Course Schedule: Tuesday 09:40, Thursday 10:40, 11:40 (EB 203)
Course Homepage: http://www.cs.bilkent.edu.tr/~gudukbay/cs465/
Please visit the course homepage frequently to see the
announcements about the course and assignments.
OBJECTIVES
To provide the students with a theoretical and practical knowledge of
computer graphics techniques, including the following:
-
Learn the basic rendering pipeline and rasterization (line drawing, clipping, polygon filling etc.) algorithms.
- Learn the basic two dimensional and three dimensional transformations and apply them as a modeling tool for constructing scenes.
- Learn hierarchical modeling and apply it to model and animate articulated structures, such as humans and robots.
- Learn basic rendering techniques and apply them to generate photorealistic images of three dimensional scenes.
- Learn basic geometric modeling techniques for modeling curves, surfaces, and solids.
- Learn three dimensional viewing and projection techniques and apply them to generate two dimensional images of three dimensional scenes.
- Design and implement a simple drawing program to apply various concepts learned in the class.
- Design and implement a hierarchical modeling program to model and animate a simple stick person.
- Design and implement a program to implement a simple geometric modeling tool using superquadrics as regular objects and applying regular deformations of bending, twisting and tapering (nonlinear transformations) to model arbitrary geometric objects and display them in wireframe, shaded and textured forms.

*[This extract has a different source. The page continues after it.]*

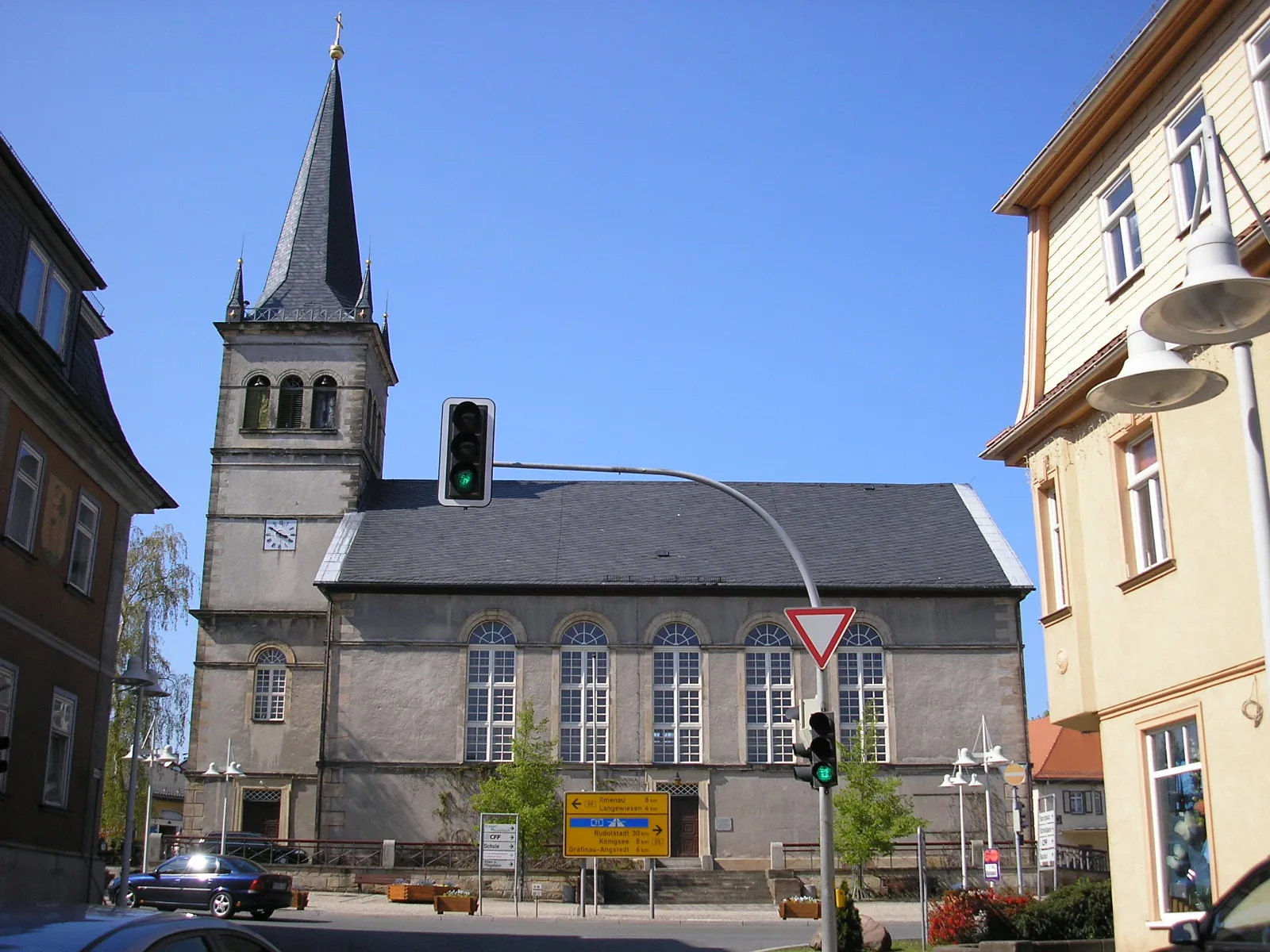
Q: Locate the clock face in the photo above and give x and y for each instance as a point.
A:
(279, 533)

- Design and implement a raytracing application to render 3D scenes.
- Develop teamwork and communication skills through these programming projects done in groups.
COURSE OUTLINE
- Graphics Systems and Models
- Graphics Programming
- Geometric Objects and Transformations
- Viewing
- Lighting and Shading
- Rasterization: From Vertices to Fragments
- Discrete Techniques
- Modeling and Hierarchies
- Curves and Surfaces
- Advanced Rendering
TEXTBOOK INFO
Course Lecture Slides. (Only accessible within Bilkent University).
Main Textbook:
Edward Angel and Dave Shreiner, Interactive Computer Graphics: A Top-Down Approach with Shader-Based OpenGL, 6th Edition, Addison-Wesley, 2012.
Other Texts and Sources
- D. Hearn, P. Baker, and W. Carithers, Computer Graphics with OpenGL, 4th Edition, Prentice Hall, 2011.
- Jim Foley, Andries van Dam, Steven Feiner, John F. Hughes, Computer Graphics: Principles and Practice, 2nd edition in C, Addison-Wesley, 1994.
- David F. Rogers, Procedural Elements for Computer Graphics, 2nd edition, McGraw-Hill, 1998.
- David F. Rogers and Alan Adams, Mathematical Elements for Computer Graphics, McGraw-Hill, 1990.
GRADING: (Tentative)
Midterm 20 %, Final 25 % Assignments 50 %, Attendance 5 %
There will be some programming assignments; You can do them in
groups of two.
You must use Shader-based OpenGL on PCs (with Visual C++), or Java. For other languages/
platforms, you have to set up your own
environment and make necessary arrangements for the demonstrations.